This past winter Eisenhauer Gallery owner Elizabeth Eisenhauer and Kaitlyn Ruitenberg went to Brussels, Belgium to visit French artist Michel Brosseau; in Mr. Brosseau’s studio they felt as if they had entered a 19th century European atelier. Canvases are everywhere, filled with colored buoys and sailboat linens bright as if sunlight were pouring out from the canvases. Long drapes hang on tall sunny windows that fill the studio with a warm yellow glow while the murmur of Brussels traffic comes through an open window. Once in a while a neighborhood cat glances at a painting through the window before clambering up another roof.

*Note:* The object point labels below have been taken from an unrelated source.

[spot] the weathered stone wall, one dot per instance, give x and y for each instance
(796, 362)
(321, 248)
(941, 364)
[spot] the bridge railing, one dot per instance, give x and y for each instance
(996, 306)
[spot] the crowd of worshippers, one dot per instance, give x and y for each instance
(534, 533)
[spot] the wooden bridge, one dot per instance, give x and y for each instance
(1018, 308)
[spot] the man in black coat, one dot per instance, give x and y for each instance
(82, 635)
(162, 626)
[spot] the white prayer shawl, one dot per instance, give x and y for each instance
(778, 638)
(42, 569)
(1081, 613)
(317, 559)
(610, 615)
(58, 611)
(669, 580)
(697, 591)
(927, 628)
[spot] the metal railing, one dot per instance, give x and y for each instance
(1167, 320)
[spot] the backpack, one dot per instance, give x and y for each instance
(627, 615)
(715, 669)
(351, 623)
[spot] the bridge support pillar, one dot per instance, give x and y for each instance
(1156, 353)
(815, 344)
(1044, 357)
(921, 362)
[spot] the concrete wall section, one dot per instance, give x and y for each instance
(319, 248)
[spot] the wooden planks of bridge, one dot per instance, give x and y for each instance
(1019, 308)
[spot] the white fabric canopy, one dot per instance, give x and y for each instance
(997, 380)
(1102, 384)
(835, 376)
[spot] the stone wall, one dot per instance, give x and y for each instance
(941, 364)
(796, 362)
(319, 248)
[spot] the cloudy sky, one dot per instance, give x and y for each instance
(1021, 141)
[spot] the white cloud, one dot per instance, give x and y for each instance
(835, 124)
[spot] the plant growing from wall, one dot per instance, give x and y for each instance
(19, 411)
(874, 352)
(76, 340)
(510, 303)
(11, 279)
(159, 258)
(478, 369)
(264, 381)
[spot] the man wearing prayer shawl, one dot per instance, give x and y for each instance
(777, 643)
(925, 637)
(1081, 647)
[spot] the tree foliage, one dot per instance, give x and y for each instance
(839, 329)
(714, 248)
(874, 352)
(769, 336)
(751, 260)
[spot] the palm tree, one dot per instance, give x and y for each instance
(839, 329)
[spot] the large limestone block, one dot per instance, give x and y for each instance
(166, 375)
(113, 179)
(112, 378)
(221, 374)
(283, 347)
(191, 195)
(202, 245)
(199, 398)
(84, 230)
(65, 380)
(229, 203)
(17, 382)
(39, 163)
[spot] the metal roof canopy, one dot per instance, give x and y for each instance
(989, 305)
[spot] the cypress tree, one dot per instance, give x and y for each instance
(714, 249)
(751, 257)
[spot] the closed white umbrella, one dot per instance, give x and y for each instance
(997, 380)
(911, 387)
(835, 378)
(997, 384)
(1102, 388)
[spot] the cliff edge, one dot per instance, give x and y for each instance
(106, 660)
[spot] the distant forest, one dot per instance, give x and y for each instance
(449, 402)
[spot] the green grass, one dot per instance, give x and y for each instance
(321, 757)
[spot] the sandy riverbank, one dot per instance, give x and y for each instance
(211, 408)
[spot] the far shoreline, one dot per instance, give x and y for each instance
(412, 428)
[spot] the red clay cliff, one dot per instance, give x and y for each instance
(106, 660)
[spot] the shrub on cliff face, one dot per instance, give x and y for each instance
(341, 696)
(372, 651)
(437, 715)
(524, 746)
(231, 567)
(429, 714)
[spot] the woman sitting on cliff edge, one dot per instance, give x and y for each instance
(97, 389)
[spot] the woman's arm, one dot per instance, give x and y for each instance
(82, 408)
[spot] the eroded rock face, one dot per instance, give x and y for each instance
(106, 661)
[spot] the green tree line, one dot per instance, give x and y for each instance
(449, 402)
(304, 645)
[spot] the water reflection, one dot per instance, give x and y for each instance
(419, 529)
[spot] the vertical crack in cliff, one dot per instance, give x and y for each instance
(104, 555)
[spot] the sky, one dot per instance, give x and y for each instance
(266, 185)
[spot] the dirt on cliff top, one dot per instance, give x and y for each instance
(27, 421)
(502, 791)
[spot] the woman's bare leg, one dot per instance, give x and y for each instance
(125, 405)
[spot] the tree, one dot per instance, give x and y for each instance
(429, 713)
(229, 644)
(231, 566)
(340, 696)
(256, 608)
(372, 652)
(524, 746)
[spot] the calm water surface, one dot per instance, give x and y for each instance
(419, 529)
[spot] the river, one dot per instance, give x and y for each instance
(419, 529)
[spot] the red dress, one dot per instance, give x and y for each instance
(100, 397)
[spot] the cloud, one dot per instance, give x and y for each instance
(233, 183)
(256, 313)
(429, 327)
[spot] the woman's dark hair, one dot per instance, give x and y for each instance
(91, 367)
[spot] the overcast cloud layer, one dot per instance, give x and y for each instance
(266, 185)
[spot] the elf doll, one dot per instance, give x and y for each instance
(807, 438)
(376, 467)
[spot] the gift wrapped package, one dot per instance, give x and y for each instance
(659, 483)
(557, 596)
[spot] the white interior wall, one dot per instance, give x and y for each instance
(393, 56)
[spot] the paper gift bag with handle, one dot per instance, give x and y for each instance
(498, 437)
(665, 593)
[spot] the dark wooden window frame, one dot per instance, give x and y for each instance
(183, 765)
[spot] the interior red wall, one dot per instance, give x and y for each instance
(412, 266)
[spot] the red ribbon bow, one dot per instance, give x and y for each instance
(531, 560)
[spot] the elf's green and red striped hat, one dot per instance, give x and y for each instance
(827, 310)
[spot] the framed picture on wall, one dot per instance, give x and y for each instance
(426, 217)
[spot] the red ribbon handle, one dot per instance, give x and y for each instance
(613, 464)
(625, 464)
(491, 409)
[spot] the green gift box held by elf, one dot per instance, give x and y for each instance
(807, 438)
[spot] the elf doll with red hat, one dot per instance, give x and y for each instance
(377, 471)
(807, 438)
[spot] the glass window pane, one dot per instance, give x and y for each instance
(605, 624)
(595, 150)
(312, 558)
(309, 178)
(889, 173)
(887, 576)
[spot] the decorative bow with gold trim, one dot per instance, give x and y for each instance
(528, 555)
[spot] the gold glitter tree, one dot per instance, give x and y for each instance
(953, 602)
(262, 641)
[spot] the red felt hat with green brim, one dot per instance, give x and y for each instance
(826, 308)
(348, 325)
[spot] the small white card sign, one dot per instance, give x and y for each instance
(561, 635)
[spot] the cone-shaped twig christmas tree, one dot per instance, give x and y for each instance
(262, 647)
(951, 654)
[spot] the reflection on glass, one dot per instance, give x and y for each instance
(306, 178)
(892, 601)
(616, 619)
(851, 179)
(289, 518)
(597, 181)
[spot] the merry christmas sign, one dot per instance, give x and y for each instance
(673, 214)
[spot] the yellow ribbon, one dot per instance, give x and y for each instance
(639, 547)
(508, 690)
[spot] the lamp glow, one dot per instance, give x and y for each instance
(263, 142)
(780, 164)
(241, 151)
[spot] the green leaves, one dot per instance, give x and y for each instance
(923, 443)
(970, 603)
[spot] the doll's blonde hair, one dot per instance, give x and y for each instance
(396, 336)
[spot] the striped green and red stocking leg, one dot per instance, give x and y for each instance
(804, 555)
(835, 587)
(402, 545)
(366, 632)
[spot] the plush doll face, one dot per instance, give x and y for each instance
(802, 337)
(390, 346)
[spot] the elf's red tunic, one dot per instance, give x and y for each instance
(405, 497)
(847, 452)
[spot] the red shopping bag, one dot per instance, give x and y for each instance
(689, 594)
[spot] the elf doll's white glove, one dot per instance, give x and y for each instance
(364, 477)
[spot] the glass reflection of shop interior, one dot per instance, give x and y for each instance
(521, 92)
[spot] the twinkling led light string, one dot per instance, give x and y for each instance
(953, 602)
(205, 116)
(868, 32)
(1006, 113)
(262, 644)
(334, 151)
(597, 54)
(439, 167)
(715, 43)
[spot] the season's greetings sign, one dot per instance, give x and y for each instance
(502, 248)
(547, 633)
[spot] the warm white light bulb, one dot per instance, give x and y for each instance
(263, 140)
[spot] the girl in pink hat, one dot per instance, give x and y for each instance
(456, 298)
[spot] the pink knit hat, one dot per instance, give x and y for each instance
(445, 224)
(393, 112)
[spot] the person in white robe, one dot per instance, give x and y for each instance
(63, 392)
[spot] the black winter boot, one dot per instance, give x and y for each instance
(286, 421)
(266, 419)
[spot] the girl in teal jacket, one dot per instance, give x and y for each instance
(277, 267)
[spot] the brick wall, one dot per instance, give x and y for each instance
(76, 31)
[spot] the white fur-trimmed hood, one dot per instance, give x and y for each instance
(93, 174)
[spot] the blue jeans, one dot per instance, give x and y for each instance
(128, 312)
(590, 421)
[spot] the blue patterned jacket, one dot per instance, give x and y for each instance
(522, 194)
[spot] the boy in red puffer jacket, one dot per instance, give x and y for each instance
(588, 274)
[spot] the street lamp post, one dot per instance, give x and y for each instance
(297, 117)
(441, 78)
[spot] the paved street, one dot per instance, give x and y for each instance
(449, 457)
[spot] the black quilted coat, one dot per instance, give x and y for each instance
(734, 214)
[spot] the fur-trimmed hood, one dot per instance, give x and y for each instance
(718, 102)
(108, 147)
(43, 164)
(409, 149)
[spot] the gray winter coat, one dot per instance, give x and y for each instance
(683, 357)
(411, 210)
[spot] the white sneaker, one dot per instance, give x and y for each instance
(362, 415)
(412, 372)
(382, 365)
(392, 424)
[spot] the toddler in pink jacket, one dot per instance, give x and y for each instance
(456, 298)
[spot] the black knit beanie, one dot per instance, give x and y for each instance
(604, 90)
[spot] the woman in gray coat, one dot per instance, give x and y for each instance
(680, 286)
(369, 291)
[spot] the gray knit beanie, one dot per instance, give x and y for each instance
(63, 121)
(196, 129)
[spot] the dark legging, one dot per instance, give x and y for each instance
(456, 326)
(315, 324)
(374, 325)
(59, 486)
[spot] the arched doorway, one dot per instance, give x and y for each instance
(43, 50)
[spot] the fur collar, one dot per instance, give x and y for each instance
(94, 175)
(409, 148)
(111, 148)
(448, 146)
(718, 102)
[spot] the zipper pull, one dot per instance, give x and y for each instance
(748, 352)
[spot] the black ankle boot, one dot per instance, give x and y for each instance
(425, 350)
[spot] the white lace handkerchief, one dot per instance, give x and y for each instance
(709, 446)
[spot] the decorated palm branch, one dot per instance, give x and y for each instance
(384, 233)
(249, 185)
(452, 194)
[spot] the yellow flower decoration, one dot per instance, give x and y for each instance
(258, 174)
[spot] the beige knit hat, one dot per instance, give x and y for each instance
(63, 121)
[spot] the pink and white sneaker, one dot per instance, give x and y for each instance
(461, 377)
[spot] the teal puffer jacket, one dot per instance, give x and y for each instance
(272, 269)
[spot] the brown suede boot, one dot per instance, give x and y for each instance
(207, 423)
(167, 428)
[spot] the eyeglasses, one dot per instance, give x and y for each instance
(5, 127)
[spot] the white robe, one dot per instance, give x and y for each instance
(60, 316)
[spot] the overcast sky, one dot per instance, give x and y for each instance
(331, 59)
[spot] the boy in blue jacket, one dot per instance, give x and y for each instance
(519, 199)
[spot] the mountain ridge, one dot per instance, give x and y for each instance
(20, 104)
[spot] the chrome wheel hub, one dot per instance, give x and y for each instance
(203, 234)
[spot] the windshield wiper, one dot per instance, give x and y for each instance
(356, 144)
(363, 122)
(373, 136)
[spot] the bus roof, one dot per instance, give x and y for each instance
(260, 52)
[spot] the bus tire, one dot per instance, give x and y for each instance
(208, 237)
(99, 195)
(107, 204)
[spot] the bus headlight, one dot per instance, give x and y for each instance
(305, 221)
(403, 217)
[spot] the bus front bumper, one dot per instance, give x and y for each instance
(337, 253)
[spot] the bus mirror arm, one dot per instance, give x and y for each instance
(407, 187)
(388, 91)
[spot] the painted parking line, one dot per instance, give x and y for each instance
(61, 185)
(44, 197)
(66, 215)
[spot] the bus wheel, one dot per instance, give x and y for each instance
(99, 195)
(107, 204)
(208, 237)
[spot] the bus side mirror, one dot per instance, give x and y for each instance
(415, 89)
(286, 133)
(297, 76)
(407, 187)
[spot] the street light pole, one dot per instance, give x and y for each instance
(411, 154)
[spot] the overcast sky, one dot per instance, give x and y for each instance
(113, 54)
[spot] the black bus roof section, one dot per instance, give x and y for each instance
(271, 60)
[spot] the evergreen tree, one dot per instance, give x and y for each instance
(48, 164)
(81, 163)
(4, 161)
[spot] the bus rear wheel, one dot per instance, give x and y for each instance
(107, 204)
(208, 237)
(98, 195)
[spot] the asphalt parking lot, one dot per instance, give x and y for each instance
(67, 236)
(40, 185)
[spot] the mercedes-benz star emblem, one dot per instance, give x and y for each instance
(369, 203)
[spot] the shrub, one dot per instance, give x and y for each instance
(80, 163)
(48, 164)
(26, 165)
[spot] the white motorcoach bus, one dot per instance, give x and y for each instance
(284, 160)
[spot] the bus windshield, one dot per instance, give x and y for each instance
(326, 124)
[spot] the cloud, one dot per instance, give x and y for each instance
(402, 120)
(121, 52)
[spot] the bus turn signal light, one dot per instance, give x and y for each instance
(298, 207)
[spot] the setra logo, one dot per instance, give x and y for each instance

Visits to European beach towns such as Knokke and Cap Ferret made clear where Mr. Brosseau gets his nautical inspiration. “When I first came to the Vineyard, I felt as if I had fallen in love for the first time in the United States” Mr, Brosseau said. His work pays homage to the Island’s maritime charm in his realist paintings of billowing sails and rustic fish shacks on raw linen.
“Brosseau has successfully defined what makes the Vineyard truly beautiful and unique in his paintings,” Ms. Eisenhauer said. “This has been my third summer showing his work and the Vineyard is coming through his canvases more and more.”
The artist will attend the opening reception for his show Violà la Voile: on Thursday, July 24, from 6 to 8 p.m. at the gallery on North Water street, on the porch with Chesca’s and the Colonial Inn in Edgartown.